Впрочем, в отличие от королей-викингов, Бриан почивал не в своих чертогах, а в небольшом домике на заднем дворе. В чертогах он устраивал пиры и принимал гостей, и с тех пор, как мы вернулись из Дублина, недостатка не было ни в том ни в другом. Весь последний месяц воины Манстера праздновали великую победу Бриана в битве при Гленмаме. День за днем в Киллало прибывали новые и новые повозки с дублинскими мехами, драгоценностями и золотом. А затем король и его приближенные целый месяц делили добычу.

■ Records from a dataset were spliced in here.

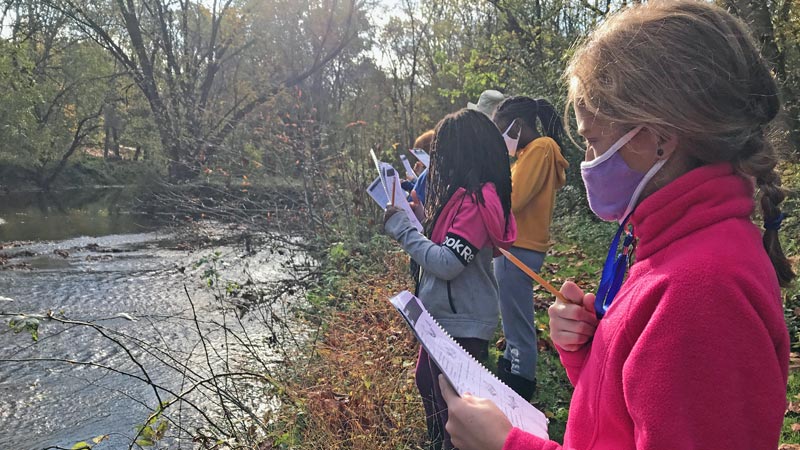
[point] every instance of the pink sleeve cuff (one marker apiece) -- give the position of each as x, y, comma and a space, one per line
520, 440
573, 361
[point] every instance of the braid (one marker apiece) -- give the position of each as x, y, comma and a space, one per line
467, 152
531, 111
759, 162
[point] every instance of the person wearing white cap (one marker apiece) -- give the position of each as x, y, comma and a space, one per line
487, 102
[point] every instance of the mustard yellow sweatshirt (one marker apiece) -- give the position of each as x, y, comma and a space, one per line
535, 177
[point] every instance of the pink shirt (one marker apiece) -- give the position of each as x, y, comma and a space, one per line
694, 351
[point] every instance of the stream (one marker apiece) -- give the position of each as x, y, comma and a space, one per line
129, 302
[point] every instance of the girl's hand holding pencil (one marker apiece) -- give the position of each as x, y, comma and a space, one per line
572, 318
572, 325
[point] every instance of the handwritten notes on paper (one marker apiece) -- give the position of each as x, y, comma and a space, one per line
463, 371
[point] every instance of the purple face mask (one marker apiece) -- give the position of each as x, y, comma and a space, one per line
612, 187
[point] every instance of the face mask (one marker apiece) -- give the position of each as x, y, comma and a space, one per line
612, 187
511, 143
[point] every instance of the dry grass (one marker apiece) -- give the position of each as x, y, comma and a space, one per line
358, 391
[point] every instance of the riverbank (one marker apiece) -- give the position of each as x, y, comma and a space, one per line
357, 391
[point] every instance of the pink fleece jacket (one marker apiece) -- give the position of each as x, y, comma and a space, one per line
694, 351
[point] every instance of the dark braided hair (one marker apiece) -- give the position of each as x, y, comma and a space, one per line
529, 112
467, 151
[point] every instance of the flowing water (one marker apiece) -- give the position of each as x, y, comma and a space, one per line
135, 304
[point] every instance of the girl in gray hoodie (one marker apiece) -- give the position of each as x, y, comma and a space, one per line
467, 217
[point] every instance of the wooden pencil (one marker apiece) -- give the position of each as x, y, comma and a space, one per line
535, 276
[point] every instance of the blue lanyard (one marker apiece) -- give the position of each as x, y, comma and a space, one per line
613, 270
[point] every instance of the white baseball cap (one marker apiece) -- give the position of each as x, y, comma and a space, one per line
487, 102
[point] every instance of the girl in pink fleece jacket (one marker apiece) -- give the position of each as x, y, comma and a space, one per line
692, 351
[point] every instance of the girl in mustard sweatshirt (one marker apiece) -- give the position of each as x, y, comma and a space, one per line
538, 172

Я с отвращением наблюдала за тем, как Бриан и мелкие корольки Манстера разглядывали украшения и по очереди примеряли меха, а в перерывах хлебали вино, точно омерзительный эль, который варили христианские монахи. По крайней мере, мне удалось добыть еще несколько вещей, которые раньше принадлежали мне: два браслета, три фибулы, два шелковых платья и серебряные кубки. Серебро и золото до того ослепили мелких правителей, что они ничего и не заметили – разумеется, за исключением Бриана, который предпочел промолчать. Он даже помахал мне рукой, словно позволяя мне взять все, что я захочу. Мне стоило бы улыбнуться или поклониться в знак признательности, но я не смогла заставить себя это сделать.

Королевы разрешения не спрашивают.

Однажды, когда мой первый муж Амлаф еще был жив, я сорвала ожерелье с одной из его дочерей, самозабвенно обсуждавшей какие-то слухи, и повесила его себе на шею. Она уставилась на отца, явно ожидая, что тот на меня накричит. Вместо этого Амлаф рассмеялся и сказал, что новое украшение подходит к моим глазам, а его дочь в ярости выбежала вон из чертогов.

– Ой, – прошептала Орла. – Как же вкусно пахнет жареное мясо!

Я прекратила предаваться воспоминаниям и глубоко вдохнула. Служанка была права, хотя я никак не могла взять в толк, что это за мясо. Слишком сладкий запах для оленины и слишком резкий – для говядины. Я ускорила шаг. Когда я миновала дом Охи и добралась до открытого двора, на котором обычно готовили еду, я обнаружила там сразу семь костров. На двух вертелах висели свиньи, еще на двух – олени, а над остальными тремя кострами стояли котлы, в которых тушили говядину и баранину. В дальнем углу двора языки еще одного пламени ласкали огромный чан, в котором повара варили похлебку из рыбы и овощей.

И как же следовало это понимать? В дуне Бриана проживали двадцать пять его родственников, а еще здесь гостили двадцать манстерских корольков, но даже у них ушел бы целый месяц, чтобы расправиться с таким количеством еды.

Схватив Орлу за руку, я подтащила ее к себе:

– Зачем нам столько еды?

– К нам прибыли правители всех манстерских королевств – даже те, кто не бился у Гленмамы. А еще король Бриан пригласил их жен и детей. – Орла широко улыбнулась. – Сегодня на пиру будет еще сотня гостей, а может, и больше!

– Что?

Ее улыбка тотчас потухла.

– Почему все это держали в тайне от меня?

– Но ведь вы… В последнее время это обсуждал весь дун… Может быть, вы… просто… не услышали.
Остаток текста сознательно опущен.